Shading her eyes, she leaned into the glass in the storm door and peered inside. The fat orange tabby was there in the kitchen, sitting up in his bed and looking alert. When he saw Rachel, he meowed.
She pulled the storm door open and stepped inside. “Mr. Hollinger? Are you here?”
She thought she heard movement, somewhere to her right.
“Mr. Hollinger?” she called again. “It’s Rachel Goddard.”
She walked over to the doorway that opened off one side of the kitchen. It appeared to lead to a hallway that ran alongside the stairs.

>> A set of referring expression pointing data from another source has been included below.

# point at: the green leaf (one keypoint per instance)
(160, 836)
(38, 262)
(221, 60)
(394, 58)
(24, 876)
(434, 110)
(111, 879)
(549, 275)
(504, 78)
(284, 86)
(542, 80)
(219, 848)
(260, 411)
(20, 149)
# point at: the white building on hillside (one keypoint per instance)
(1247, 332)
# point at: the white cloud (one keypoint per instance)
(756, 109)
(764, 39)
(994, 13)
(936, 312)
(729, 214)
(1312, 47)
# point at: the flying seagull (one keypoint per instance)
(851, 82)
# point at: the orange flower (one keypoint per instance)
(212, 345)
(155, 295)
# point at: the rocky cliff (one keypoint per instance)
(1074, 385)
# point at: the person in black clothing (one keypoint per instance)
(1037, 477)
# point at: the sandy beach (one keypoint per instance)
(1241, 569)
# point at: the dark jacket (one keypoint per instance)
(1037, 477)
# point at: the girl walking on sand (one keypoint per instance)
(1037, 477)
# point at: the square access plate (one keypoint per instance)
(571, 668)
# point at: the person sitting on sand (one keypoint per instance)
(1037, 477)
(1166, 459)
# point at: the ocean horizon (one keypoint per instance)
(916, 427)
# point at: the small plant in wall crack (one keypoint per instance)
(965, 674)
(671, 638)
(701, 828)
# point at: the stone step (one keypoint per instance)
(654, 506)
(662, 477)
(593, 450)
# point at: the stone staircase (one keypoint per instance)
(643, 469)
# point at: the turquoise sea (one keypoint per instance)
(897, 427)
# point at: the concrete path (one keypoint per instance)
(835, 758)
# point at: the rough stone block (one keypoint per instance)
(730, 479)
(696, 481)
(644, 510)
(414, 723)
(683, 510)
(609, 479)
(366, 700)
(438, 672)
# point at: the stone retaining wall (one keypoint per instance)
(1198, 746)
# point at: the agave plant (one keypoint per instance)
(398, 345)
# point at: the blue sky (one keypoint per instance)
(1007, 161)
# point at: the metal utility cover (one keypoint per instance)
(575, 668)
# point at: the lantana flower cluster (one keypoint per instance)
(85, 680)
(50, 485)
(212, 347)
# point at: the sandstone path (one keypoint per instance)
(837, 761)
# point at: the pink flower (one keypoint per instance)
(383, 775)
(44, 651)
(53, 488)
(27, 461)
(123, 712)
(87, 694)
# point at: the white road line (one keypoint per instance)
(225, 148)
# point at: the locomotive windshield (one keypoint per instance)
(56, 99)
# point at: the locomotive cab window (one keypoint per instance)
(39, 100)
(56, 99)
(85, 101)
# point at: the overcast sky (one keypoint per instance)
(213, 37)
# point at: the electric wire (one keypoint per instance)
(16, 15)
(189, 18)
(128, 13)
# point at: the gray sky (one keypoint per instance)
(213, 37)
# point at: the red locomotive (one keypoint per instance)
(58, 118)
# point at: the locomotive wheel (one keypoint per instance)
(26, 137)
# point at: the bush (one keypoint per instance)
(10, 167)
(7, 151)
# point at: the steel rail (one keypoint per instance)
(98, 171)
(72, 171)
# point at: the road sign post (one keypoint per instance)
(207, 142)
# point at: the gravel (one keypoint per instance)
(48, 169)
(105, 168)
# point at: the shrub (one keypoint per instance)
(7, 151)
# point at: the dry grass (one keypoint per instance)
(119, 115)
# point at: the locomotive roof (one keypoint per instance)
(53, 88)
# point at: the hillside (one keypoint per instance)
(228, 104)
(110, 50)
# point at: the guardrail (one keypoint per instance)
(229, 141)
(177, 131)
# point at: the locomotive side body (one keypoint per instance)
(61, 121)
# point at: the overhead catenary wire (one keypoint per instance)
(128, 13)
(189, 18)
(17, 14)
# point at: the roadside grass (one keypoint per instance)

Turning left into the hallway, she found her face inches from the barrel of a rifle.
She yelped, staggered backward, and dropped her bag. Her back slammed against the door frame. Dragging her eyes upward, away from the black hole at the end of the barrel, she saw the tear-streaked face of Summer Jones.
“What are you doing here?” Summer cried. She sounded grievously disappointed with Rachel. “You shouldn’t be here.”
“What—What’s—” Rachel couldn’t catch her breath.
“It will all be over soon.” Summer sounded as if she wanted to reassure and calm Rachel. “I’m the last one left, and I’ll be gone soon. Then it will be over.”
“Where’s—”
Breathe, breathe. Stay calm, stay calm
.
“Where’s Mr. Hollinger?”
A faint smile curled her lips. “In the basement. He fell down the stairs.”